I love books. I’m addicted to bindings, paper, and ink. I become intoxicated by the smell of an old edition. I melt at a beautiful children’s picture book. I truly breathe only when the printed word is being read across my tongue.
My husband tolerates my addiction. I’m forever coming home with stacks and bags of books. He silently helps me move a new bookcase into the house. He understands my love for books, but not my passion. However, my collection is built mostly of books I didn’t have to pay for. Besides getting them as gifts, and ransacking the discount bins at the superstores, I am drawn to (at least) these ten places.
The Book Swap
Usually, the rules are congregate every so often and bring a book. Then, pick one of the books someone else chose, socialize, and go home. I love a well-organized book swap filled with people who like to read what I read. You might have to try three or four to find the right one for you.
The Library Card
Yes, this may seem obvious, but look at it this way: It follows much the same rules as the Book Swap. Once you’ve signed up, you automatically “own” every book in that library. The rules are enter your selection in the computer and bring it back after the allotted time as expired. If you don’t, you pay a fee, because that book also belongs to everyone else with a library card. Oh, and if the library doesn’t have it, there is always Inter-Library Loan. You can truly get (nearly) any book ever. Very nice.
The Library Discard
Libraries must always rotate their stock: remove old and worn books, duplicates of rarely-used books, outdated books, and I have no idea why else. But there are always stacks somewhere. Once a year, our library district holds a huge sale at the armory. Once, I bought 157 children’s books (good ones, mind you), two albums, and one non-fiction book for less than 40 dollars. It was just a matter of getting my husband to take them all home
Similar to libraries, educators frequently clean house. I have about a hundred books I got for free from the secret shelves in the literature department at my college. If there isn’t one where you want it, go knocking on professor‘s doors. Somebody somewhere is dying to thin out their collection.
The Dorms’ Dumpster
College students can be completely un-frugal when it comes to books. When the dorms are moving out for the summer, hit the dumpsters. Textbooks, novels, whatever just seems like too much of a burden can be found waiting for you to rescue it. I always feel like a hero when I extract printed matter from the toss pile.

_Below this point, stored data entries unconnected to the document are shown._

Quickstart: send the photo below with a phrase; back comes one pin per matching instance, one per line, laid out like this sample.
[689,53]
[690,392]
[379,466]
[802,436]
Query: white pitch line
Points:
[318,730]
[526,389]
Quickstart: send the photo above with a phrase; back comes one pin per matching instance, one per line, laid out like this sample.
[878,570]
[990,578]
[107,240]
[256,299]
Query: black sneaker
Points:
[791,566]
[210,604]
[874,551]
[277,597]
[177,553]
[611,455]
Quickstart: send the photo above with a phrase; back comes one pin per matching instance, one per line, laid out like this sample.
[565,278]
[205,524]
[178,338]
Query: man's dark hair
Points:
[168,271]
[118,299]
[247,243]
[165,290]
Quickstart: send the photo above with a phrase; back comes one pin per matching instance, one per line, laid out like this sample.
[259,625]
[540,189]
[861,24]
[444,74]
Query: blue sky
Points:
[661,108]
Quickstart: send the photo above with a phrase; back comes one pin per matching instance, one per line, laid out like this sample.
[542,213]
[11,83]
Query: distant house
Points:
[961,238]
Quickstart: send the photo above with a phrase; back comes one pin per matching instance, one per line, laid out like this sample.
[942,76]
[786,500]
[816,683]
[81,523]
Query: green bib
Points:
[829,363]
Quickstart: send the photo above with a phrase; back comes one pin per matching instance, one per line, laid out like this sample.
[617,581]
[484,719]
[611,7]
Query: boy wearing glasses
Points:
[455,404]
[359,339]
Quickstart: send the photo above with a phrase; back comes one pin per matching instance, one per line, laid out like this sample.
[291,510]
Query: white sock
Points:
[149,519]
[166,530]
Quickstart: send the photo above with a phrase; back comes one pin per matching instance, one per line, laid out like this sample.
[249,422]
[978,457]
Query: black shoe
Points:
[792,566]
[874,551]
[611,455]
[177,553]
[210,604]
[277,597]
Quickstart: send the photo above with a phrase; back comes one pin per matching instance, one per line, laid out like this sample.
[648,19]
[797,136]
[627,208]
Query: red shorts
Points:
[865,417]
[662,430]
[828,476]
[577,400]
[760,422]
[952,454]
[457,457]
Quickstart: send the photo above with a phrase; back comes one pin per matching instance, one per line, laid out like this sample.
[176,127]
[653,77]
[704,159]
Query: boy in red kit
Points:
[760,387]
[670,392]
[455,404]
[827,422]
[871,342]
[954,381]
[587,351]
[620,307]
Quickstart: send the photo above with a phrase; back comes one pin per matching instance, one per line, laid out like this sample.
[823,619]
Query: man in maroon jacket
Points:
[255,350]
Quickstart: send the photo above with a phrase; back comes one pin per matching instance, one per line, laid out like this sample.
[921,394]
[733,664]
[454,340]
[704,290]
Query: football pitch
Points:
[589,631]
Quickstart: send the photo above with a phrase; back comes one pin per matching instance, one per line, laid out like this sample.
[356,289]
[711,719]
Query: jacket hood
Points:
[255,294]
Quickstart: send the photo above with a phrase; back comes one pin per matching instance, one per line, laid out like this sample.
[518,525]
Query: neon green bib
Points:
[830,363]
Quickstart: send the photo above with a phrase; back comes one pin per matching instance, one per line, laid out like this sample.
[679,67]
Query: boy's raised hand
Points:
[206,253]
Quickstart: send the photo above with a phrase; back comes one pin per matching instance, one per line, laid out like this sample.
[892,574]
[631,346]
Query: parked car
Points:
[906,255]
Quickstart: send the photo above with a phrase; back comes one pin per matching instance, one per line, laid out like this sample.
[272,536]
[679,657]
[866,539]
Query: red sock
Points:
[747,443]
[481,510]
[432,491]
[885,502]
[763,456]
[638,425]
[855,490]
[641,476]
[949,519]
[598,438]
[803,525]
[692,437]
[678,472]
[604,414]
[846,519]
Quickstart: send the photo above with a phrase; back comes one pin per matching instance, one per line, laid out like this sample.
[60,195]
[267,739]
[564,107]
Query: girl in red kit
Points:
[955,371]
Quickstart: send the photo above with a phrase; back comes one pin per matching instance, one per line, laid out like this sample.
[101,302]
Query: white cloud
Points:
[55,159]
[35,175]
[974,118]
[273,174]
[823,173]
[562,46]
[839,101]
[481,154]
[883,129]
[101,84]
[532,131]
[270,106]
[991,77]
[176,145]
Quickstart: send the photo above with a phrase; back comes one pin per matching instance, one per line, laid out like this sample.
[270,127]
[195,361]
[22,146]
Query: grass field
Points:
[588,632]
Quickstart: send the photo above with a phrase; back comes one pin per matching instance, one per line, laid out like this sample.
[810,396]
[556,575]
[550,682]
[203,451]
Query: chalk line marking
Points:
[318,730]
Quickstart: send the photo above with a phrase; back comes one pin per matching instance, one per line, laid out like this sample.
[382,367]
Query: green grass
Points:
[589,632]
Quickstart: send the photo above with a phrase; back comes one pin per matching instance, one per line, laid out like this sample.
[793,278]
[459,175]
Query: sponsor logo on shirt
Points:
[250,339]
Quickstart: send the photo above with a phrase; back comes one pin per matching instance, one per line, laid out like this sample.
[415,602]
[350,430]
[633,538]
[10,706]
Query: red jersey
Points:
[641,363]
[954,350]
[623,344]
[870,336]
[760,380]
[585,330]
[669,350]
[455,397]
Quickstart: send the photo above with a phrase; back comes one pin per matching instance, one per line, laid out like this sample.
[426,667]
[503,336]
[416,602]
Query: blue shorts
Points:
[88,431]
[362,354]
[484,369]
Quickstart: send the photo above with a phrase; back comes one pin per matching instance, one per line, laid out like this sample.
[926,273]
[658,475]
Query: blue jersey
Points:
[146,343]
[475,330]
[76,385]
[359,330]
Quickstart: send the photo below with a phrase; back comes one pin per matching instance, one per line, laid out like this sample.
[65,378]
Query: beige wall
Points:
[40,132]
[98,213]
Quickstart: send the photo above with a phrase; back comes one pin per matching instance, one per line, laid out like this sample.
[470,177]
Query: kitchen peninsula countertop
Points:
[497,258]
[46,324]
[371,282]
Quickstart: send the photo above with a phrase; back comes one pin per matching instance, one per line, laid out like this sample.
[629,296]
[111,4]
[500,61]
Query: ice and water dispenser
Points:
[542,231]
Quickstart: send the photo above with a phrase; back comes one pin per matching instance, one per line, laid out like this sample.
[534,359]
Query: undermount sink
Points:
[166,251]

Salvation Army, Habitat for Humanity Home Supply Stores, and Goodwill
These charity places do not treat their book section like a used book store does. They price their goods at cents. I recently went to Goodwill, complained to myself about each book having a sticker on it, but was rewarded because they have “colored tag?” sales. Thus, I got several of my selections for a dime apiece.
The Organized Book Drive
No facades. “We’re having a drive for unwanted books to be redistributed throughout the neighborhood to families for free. Do you have any to donate? Thank you very much.” Pull the increasingly heavier Radio Flyer to the next house. Then, hold a free-book yard sale.
Surveys for Gift Certificates
Lightspeed Consumer Panel has rewarded me with a number of Amazon e-certificates, which I always end up using for books. One addiction affords the other, I suppose. There may be several sites with this kind of reward system.
Credit Card Reward Programs
Both of my credit cards have some sort of Book incentive for me. One, I get a discount when I order online at retailers. The other builds reward cash which, if you redeem it for credit at one of their partner stores, they will increase a certain percentage. Every time I use my card, I imagine the book I just put a few cents toward.
This is an online free book archive. They record digitally with searchable text the many classic books of the world. Online readers: peruse, search, read, and most of all, enjoy.